Sabrina, “Ah, sorun değil, ben daha çok deponun kendisiyle ilgileniyordum, siz gidin, siz gidince ben de giderim,” dedi.

Bununla birlikte Sabrina artık depoda tek başınaydı. Burada, kapıların yanında duran yetenekli büyücüler olduğunu görebiliyordu.

Tipik işçilere benzemeyen yüksek seviyeli büyücüler. Sonra normal işçiler ve ekipmanların taşınmasına yardımcı olan sihir işçileri vardı.

‘Eğer böyle bir yerde bir şey saklanabileceğine dair bir tahminde bulunacak olsaydım….’

Etrafına baktığında dışarıya açılmayan bir kapı görebiliyordu ve iki muhafız orada duruyordu.

Tek bir kişi bile girip çıkmadı.

Başıyla etrafına bakarak uyum sağlarken, kendisine göz kulak olan iki muhafıza yaklaştı.

Yaklaştığında parmağını savurarak bir büyü yaptı. Işık Büyüsü her ikisinin de gözlerine girdi ve neredeyse anında uykulu hissetmeye başladılar.

‘Ben yetenekli bir 7 yıldızlı büyücüyüm, manam onları alt ettiği için büyüm diğerlerinin çoğunu geçebilir.

Hızla biraz Buz Büyüsü ile ayaklarını ve sırtlarının bir kısmını dondurarak hâlâ nöbet tutuyormuş gibi görünmelerini sağladı.

Hemen ardından kulağını duvara dayadı. Diğer taraftakileri duyamıyordu ve hafifçe itti.

Kapıdan içeri girerek kapıyı arkasından kapattı ve mekâna bakmaya devam etti.

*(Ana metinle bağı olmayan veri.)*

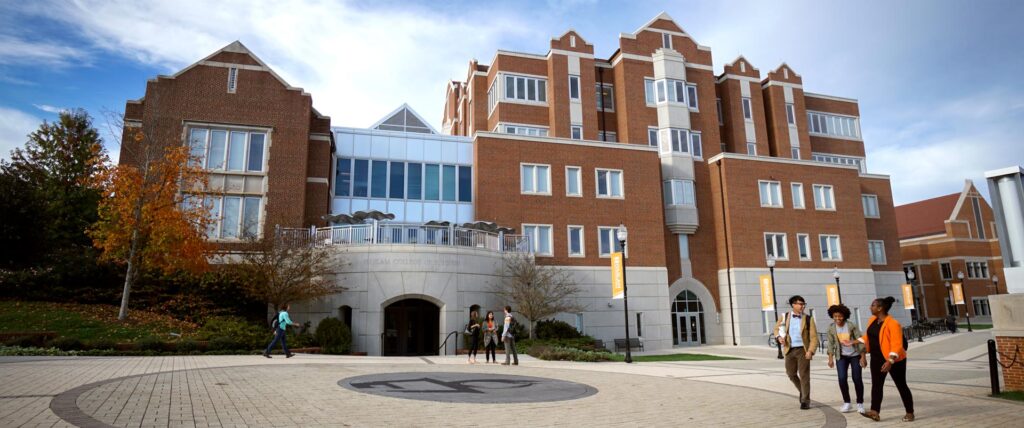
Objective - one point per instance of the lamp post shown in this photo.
(774, 301)
(839, 291)
(967, 310)
(622, 234)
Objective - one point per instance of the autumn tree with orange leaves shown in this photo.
(146, 219)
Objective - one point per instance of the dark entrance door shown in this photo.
(411, 328)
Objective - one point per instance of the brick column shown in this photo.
(1008, 327)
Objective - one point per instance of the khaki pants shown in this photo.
(796, 361)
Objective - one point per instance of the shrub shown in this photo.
(554, 329)
(333, 336)
(68, 344)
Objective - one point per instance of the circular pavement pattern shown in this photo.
(467, 387)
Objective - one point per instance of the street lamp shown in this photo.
(967, 310)
(622, 234)
(774, 300)
(839, 291)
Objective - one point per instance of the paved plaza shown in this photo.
(948, 376)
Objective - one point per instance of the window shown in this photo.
(232, 79)
(526, 130)
(829, 248)
(804, 246)
(605, 97)
(609, 183)
(540, 238)
(775, 246)
(977, 269)
(771, 194)
(946, 270)
(679, 193)
(573, 181)
(525, 88)
(823, 198)
(877, 251)
(652, 136)
(222, 150)
(576, 242)
(797, 190)
(536, 178)
(870, 203)
(608, 241)
(833, 125)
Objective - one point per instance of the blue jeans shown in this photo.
(279, 335)
(844, 364)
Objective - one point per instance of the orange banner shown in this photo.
(907, 296)
(767, 303)
(957, 293)
(616, 275)
(832, 292)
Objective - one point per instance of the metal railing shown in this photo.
(403, 233)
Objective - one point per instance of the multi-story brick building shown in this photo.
(943, 238)
(712, 175)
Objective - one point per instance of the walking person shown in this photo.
(846, 357)
(473, 328)
(888, 348)
(491, 338)
(509, 339)
(800, 339)
(280, 328)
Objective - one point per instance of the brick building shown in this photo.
(712, 175)
(941, 238)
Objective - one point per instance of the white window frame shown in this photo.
(805, 241)
(830, 256)
(870, 252)
(583, 241)
(777, 193)
(864, 201)
(797, 193)
(535, 178)
(774, 250)
(579, 180)
(536, 243)
(597, 184)
(820, 201)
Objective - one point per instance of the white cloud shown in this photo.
(357, 62)
(14, 128)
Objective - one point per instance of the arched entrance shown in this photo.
(687, 319)
(411, 328)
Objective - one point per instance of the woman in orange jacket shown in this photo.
(884, 340)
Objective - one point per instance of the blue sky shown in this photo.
(938, 81)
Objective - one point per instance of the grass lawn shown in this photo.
(86, 323)
(672, 357)
(1014, 395)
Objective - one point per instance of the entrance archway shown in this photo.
(411, 328)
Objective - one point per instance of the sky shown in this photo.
(938, 82)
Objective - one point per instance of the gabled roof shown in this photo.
(403, 119)
(926, 217)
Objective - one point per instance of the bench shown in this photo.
(635, 343)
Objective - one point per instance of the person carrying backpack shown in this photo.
(508, 338)
(280, 326)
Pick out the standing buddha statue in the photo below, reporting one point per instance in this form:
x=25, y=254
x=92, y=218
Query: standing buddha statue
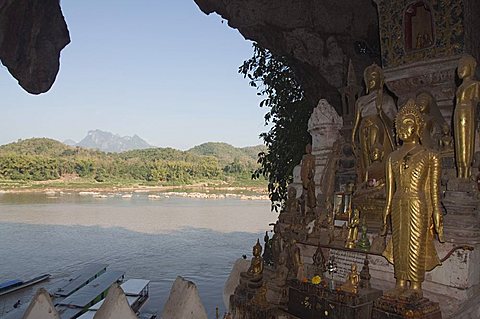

Ahşap kasalarla dolu ayrı bir odaydı. Kasaların üzerinde eşyaların ne olduğuna dair hiçbir işaret yoktu.

“Bu eşyaları neden diğerlerinden ayırsınlar ki?” Sabrina düşündü.

Yürüyerek tahta sandığın yanına gitti ve kapağını hafifçe iterek üstünü açtı ve kısa süre sonra içinde ne olduğunu görebildi. Eşyalara dokunmasına bile gerek kalmamıştı.

Yasadışı büyü teneffüs eden nesneler olduğunu söyleyebilirdi ve bunlardan yüzlercesi vardı.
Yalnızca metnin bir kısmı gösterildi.